Pada hakikatnya setiap negara di dunia tidak akan bisa memenuhi kebutuhannya secara sendiri. Layaknya insan yang tidak bisa memenuhi kebutuhan hidupnya tanpa adanya menolongan dari orang lain, begitu pula dengan negara membutuhkan negara lain untuk bisa bertahan.  Khususnya menyangkut kebutuhan ekonomi, negara sangat membutuhkan menolongan negara lain. Oleh lantaran itu, diharapkan interaksi diantara negara berupa perdagangan internasional. Hal tersebut disebabkan lantaran perbedaan kapasitas dan kuantitias sumber daya alam yang dimiliki setiap negara, perbedaan kemampuan sumber insan dalam mengelolah sumber daya alam yang dimiliki, perbedaan penguasaan teknologi dan modal dan adanya kelebihan produk dalam negeri.
            Perdagangan internasional yang doloenya dilakukan secara tradisional dan terbatas, kini sudah mengalami kemajuan yang sangat pesat.

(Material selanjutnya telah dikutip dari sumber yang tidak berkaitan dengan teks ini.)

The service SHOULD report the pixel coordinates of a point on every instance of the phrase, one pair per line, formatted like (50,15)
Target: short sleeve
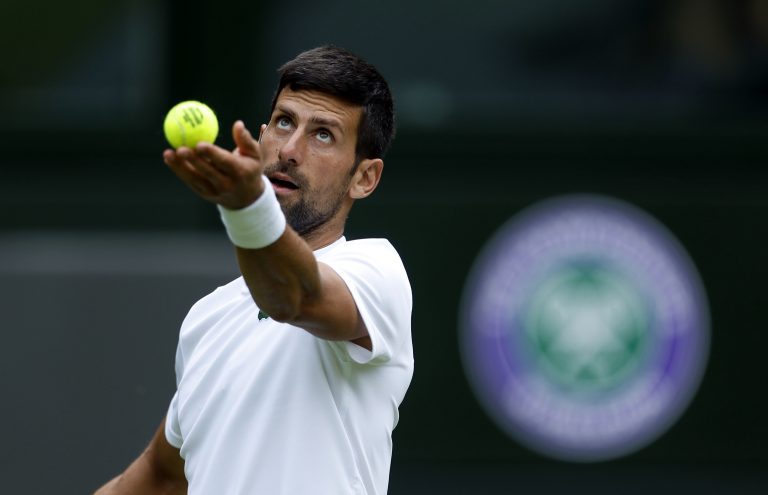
(172,426)
(172,429)
(376,278)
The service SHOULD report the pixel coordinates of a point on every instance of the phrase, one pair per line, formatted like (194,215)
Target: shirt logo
(584,328)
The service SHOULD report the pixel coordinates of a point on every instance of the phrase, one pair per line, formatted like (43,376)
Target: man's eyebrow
(326,122)
(317,119)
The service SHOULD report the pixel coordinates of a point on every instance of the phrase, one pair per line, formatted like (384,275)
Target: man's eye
(283,123)
(324,136)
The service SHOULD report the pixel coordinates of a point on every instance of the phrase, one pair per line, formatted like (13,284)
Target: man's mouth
(282,183)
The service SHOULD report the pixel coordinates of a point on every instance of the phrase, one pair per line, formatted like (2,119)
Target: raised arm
(159,470)
(284,278)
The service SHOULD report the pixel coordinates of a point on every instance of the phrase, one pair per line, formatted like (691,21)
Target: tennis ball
(190,122)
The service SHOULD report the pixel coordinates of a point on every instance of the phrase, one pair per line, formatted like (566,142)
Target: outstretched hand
(229,178)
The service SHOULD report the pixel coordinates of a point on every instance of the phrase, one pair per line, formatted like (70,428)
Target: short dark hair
(342,74)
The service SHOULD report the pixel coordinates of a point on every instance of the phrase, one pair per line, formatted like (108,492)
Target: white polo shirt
(266,408)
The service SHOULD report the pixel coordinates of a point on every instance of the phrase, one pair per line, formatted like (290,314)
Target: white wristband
(257,225)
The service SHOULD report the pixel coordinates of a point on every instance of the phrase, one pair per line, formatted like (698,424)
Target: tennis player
(289,378)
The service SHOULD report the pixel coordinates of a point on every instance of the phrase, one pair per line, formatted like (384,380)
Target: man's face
(309,151)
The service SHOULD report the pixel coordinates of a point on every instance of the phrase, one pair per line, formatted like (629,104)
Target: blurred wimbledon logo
(584,328)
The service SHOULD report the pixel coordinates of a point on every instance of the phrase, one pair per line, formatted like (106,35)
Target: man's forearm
(141,479)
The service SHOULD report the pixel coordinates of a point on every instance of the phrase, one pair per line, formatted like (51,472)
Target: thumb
(246,145)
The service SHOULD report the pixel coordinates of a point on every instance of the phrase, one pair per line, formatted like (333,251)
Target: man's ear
(366,178)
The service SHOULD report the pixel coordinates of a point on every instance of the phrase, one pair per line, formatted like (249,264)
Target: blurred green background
(500,104)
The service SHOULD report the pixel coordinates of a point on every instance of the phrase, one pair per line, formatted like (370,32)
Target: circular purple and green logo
(584,328)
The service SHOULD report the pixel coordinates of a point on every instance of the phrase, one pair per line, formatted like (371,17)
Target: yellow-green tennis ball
(190,122)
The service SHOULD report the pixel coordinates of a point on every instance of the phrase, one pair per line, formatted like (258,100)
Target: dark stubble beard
(309,212)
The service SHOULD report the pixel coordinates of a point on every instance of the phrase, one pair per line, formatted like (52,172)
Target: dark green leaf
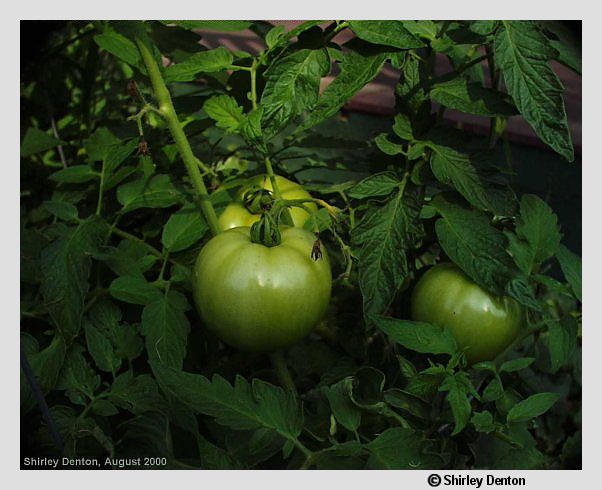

Awalnya perdagangan internasional spesialuntuk melibatkan negara-negara kolonial dari Eropa, seperti: Inggris, Belanda, Portugis dan Spanyol dengan negara jajahannya. Perdagangan ketika witu cenderung di dominasi oleh negara-negara tersebut. Meskipun, pada ada ketika itu perdagangan internasional sudah  mulai ada dan di pelopori oleh kelompok-kelompok pedagang pribumi dari tetapi, spesialuntuk dalam jumlah sedikit dan bersifat tradisional.
            Berbeda dengan kegiatan perdagangan internasional ketika ini. Kemajuan teknologi khususnya transportasi dan komunikasi sudah mendorong semakin tingginya intensitas perdagangan internasional dan melibatkan banyak komponen dalam suatu negara. Aliran barang semakin tidak bisa dibendung dengan dilakukannya perjanjian perdagangan bebas. Perjanjian tersebut dibuat dengan tujuan untuk mengurangi hambatan-hambatan dalam perdagangan berupa tarif, quota, larangan impor, damping dan aneka macam bentuk kebijakan perlindungan ekonomi. Tidak spesialuntuk itu, perjanjian ini juga dimaksudkan untuk mempererat kekerabatan kerjasama diantara kedua pihak yang terlibat di dalamnya yang turut menentukan kekerabatan kedua pihak di masa depan.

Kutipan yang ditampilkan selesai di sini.